Once more the importance of child health is addressed. As mentioned food allergy is a disease that in most cases starts in very young children. The FAST project aims to develop a therapy for food allergy that in the future can also be safely used in children.

Obviously, the approach chosen by FAST is applicable to the treatment of other food but also respiratory allergies. Moreover, successful therapy is the first step towards allergen-specific preventive immunotherapy or vaccination. FAST targets a chronic disease that is potentially life-threatening by anaphylactic shock. Food allergy is currently untreatable, avoidance being the only remedy. It will do so by using the established (subcutaneous) route of administration. It will use established (chemical modification) and emerging (mutants) methods to achieve hypoallergenicity, aiming at increased safety of the treatment. It aims at replacing extracts by highly purified recombinant allergens. This will allow more accurate administration of active ingredients, which will hopefully improve efficacy.

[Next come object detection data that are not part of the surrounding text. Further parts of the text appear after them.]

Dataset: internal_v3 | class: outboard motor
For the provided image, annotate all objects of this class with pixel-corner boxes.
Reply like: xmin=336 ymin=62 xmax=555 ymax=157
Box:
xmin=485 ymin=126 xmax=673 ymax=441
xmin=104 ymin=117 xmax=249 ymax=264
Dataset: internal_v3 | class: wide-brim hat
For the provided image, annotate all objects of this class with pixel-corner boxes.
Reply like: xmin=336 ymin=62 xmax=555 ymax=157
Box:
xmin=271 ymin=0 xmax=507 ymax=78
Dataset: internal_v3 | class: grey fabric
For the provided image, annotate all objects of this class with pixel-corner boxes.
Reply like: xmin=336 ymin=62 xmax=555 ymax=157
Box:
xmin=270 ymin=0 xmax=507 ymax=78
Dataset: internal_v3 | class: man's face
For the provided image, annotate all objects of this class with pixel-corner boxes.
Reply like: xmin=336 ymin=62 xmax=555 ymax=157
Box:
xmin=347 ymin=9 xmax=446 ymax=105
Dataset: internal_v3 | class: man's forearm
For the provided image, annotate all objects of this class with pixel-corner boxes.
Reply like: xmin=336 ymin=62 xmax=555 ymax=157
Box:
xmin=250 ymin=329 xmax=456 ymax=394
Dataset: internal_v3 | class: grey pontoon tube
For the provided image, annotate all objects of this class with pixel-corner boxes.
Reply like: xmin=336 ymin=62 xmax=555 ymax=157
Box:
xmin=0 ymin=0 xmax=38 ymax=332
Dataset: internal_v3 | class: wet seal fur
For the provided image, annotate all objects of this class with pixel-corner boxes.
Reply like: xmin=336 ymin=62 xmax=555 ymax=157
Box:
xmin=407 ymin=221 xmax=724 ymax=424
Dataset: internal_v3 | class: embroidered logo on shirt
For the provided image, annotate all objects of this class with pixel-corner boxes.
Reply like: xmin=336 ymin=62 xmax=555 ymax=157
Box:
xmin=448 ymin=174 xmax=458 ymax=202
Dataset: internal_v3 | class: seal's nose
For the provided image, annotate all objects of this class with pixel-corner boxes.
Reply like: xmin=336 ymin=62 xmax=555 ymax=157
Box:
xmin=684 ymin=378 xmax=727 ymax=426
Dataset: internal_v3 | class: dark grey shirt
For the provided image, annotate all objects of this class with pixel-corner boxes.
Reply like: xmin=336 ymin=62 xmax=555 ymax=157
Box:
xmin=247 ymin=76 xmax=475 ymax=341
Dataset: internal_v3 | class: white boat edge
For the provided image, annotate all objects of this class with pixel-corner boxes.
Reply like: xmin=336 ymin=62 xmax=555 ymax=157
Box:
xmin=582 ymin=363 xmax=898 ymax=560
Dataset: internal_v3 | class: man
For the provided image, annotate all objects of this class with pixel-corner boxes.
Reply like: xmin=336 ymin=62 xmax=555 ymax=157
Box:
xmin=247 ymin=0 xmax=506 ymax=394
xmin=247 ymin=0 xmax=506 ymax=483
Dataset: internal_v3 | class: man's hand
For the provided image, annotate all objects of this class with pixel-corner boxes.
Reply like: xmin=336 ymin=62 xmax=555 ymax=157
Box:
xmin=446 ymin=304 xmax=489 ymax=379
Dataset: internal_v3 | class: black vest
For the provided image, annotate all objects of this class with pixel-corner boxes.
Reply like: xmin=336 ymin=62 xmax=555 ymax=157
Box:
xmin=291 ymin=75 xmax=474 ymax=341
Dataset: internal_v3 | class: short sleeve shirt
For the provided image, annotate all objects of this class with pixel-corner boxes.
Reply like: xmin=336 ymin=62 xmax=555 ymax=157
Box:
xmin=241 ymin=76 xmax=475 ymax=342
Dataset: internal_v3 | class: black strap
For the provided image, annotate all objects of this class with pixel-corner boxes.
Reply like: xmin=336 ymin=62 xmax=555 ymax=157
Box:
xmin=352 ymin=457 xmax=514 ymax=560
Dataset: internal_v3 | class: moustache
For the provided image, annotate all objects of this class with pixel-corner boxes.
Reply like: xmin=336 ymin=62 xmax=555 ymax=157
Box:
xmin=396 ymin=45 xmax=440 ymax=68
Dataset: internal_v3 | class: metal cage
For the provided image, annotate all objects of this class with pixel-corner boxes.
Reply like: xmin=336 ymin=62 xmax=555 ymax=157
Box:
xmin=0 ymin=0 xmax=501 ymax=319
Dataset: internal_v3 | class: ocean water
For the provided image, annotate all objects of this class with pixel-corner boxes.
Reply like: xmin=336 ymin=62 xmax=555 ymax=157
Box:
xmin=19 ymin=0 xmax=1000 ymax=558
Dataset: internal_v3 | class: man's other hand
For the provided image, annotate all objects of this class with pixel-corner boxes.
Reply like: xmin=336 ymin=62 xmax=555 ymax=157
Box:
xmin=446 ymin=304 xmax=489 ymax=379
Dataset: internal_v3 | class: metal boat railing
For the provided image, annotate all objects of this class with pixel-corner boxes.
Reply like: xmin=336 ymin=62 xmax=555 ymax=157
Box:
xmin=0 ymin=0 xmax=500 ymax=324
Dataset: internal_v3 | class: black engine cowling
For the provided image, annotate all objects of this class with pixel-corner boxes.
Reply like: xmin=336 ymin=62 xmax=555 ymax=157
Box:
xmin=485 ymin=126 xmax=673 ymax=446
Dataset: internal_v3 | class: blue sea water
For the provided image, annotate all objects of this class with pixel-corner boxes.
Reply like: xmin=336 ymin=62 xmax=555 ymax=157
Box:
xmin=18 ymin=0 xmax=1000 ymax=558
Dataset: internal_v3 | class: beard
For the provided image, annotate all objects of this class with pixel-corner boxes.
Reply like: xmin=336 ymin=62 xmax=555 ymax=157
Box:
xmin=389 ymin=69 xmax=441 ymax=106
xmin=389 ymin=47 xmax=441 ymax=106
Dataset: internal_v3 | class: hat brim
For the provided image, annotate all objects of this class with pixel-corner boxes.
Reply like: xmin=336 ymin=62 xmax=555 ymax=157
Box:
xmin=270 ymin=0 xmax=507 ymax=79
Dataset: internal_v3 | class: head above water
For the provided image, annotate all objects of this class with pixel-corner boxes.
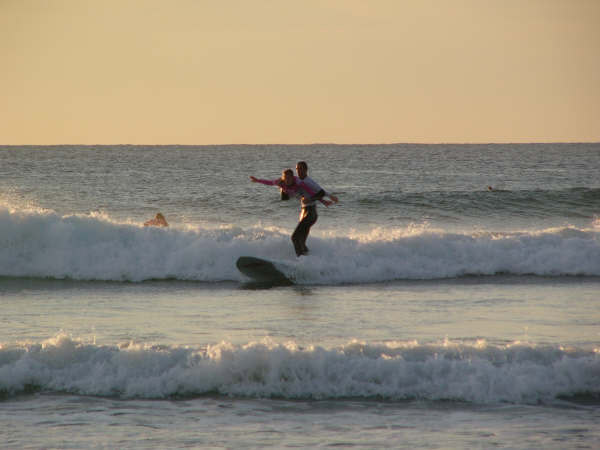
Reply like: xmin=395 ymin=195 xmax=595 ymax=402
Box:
xmin=281 ymin=169 xmax=295 ymax=186
xmin=296 ymin=161 xmax=308 ymax=180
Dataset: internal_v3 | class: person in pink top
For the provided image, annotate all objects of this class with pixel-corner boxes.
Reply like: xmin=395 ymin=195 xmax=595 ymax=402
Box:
xmin=250 ymin=169 xmax=332 ymax=256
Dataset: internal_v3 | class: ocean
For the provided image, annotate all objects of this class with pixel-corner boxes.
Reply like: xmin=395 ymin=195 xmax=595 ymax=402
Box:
xmin=0 ymin=144 xmax=600 ymax=449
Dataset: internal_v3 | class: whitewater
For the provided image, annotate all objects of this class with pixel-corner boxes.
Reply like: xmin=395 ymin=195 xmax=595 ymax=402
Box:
xmin=0 ymin=207 xmax=600 ymax=284
xmin=0 ymin=144 xmax=600 ymax=449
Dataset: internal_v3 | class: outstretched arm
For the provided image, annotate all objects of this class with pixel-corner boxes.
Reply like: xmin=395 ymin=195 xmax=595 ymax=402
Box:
xmin=250 ymin=175 xmax=279 ymax=186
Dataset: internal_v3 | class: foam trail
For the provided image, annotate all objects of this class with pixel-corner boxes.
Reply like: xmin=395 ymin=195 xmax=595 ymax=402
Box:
xmin=0 ymin=208 xmax=600 ymax=284
xmin=0 ymin=335 xmax=600 ymax=404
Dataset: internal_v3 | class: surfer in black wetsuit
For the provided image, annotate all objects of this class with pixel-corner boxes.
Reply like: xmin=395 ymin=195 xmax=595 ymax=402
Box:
xmin=292 ymin=161 xmax=338 ymax=256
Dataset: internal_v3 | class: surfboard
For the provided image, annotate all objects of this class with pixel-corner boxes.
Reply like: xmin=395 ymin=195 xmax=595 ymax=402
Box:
xmin=235 ymin=256 xmax=294 ymax=286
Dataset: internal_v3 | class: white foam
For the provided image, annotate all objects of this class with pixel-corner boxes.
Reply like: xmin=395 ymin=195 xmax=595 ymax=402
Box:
xmin=0 ymin=334 xmax=600 ymax=404
xmin=0 ymin=207 xmax=600 ymax=284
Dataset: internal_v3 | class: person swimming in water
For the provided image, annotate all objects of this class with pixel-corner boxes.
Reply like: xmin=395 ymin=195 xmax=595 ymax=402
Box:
xmin=250 ymin=169 xmax=332 ymax=256
xmin=144 ymin=213 xmax=169 ymax=227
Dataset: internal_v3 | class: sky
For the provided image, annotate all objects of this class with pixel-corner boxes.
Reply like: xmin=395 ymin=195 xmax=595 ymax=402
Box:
xmin=0 ymin=0 xmax=600 ymax=145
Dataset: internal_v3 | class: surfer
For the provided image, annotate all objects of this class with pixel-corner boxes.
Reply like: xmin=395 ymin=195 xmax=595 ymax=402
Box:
xmin=144 ymin=213 xmax=169 ymax=227
xmin=250 ymin=169 xmax=332 ymax=256
xmin=292 ymin=161 xmax=338 ymax=254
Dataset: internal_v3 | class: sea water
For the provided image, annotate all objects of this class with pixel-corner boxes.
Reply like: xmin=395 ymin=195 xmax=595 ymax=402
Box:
xmin=0 ymin=144 xmax=600 ymax=448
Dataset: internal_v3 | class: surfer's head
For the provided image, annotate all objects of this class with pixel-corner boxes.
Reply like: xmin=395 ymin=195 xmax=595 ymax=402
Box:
xmin=281 ymin=169 xmax=294 ymax=186
xmin=296 ymin=161 xmax=308 ymax=180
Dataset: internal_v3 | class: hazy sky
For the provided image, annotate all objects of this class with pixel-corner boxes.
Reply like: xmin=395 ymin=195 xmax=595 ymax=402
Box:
xmin=0 ymin=0 xmax=600 ymax=144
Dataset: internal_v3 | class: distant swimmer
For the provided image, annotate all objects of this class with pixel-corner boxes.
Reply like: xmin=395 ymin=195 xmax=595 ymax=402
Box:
xmin=144 ymin=213 xmax=169 ymax=227
xmin=292 ymin=161 xmax=338 ymax=254
xmin=250 ymin=169 xmax=332 ymax=256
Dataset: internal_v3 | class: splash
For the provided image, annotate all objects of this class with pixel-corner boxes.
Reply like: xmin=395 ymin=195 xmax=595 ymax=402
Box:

The mechanism of action will be investigated with a major focus on the potential role of allergen-specific regulatory T-cell. To be really able to study these cells at the level of specific epitopes, food allergen specific tetramers will be developed. Overall, the project aims at developing a novel strategy to replace avoidance and rescue medications as the only way to treat food allergy: allergen-specific immunotherapy with biotech hypoallergens.